About a year ago Takealot had only a small selection of juice and no mods as far as I can remember, other than the Vape-O (not sure if the name is correct.

An acquintance of mine bought a Geekvape from them last week and I was surprised that he got it from Takealot, so I had a look on their website and they have quite a large selection of mods and juice! TKO is even there!

I'm happy to say that the vaping products are in the Health section. 

Some people have commented on this forum that they probably sell fake juice but quite frankly I doubt it. But I've ordered a bottle of Nasty Juice Cushman, which I know well, to check the authenticity. I'll receive my order only at the end of Oct. though because of other items which are causing a delay.

_Once before I unknowingly bought a bottle of fake Nasty Juice from a tobaccanist and when I realised that it's fake I sent pics to Nasty Juice, who confirmed that it was indeed fake. They asked if I would be prepared to say where I had bought it, which I did. If I find that the juice from Takealot is also fake, I will most certainly report them._

And I saw something very interesting...




They also sell Juul!! 






*And read this!!!*

Reactions: Like 1 | Informative 4


----------



## Chickenstrip (10/10/19)

To be fair, a registered vape shop can sell their goods on take a lot. But so can an average Joe reselling juice from the local flea market. 

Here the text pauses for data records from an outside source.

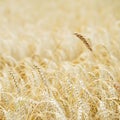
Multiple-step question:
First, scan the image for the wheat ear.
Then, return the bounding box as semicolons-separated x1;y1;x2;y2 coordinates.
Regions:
74;33;92;51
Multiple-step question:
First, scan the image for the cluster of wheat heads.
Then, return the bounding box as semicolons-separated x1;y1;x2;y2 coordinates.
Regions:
0;0;120;120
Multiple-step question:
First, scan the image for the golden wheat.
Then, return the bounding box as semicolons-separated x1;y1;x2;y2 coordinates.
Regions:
0;0;120;120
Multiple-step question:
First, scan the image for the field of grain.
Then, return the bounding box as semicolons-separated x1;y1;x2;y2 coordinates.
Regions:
0;0;120;119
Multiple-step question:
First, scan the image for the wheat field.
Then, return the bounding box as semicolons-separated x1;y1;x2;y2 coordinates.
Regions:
0;0;120;120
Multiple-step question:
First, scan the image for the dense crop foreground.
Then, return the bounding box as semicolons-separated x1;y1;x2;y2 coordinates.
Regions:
0;0;120;120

Just check who the seller is and then make a choice.

Reactions: Like 3


----------



## CJB85 (11/10/19)

Hang on... JUUL adds "Natural Oils" to their pods?

Reactions: Agree 5


----------



## Stillwaters (11/10/19)

CJB85 said:


> Hang on... JUUL adds "Natural Oils" to their pods?


And Benzoic Acid.....

Reactions: Agree 2


----------



## Adephi (11/10/19)

Why would you want to buy an overpriced JUUL when you can get a Cue or Cliq for half that price?

Reactions: Like 1 | Agree 4 | Winner 1


----------



## DysectorZA (23/10/19)

I bought my first proper vape from Takealot (Smok TFV12 Prince), and then did a bit of research and found a world of proper vape stores to purchase from and I haven't bothered looking back at Takealot for anything vape related again. I've also found that they are way more expensive than regular online vape stores.


----------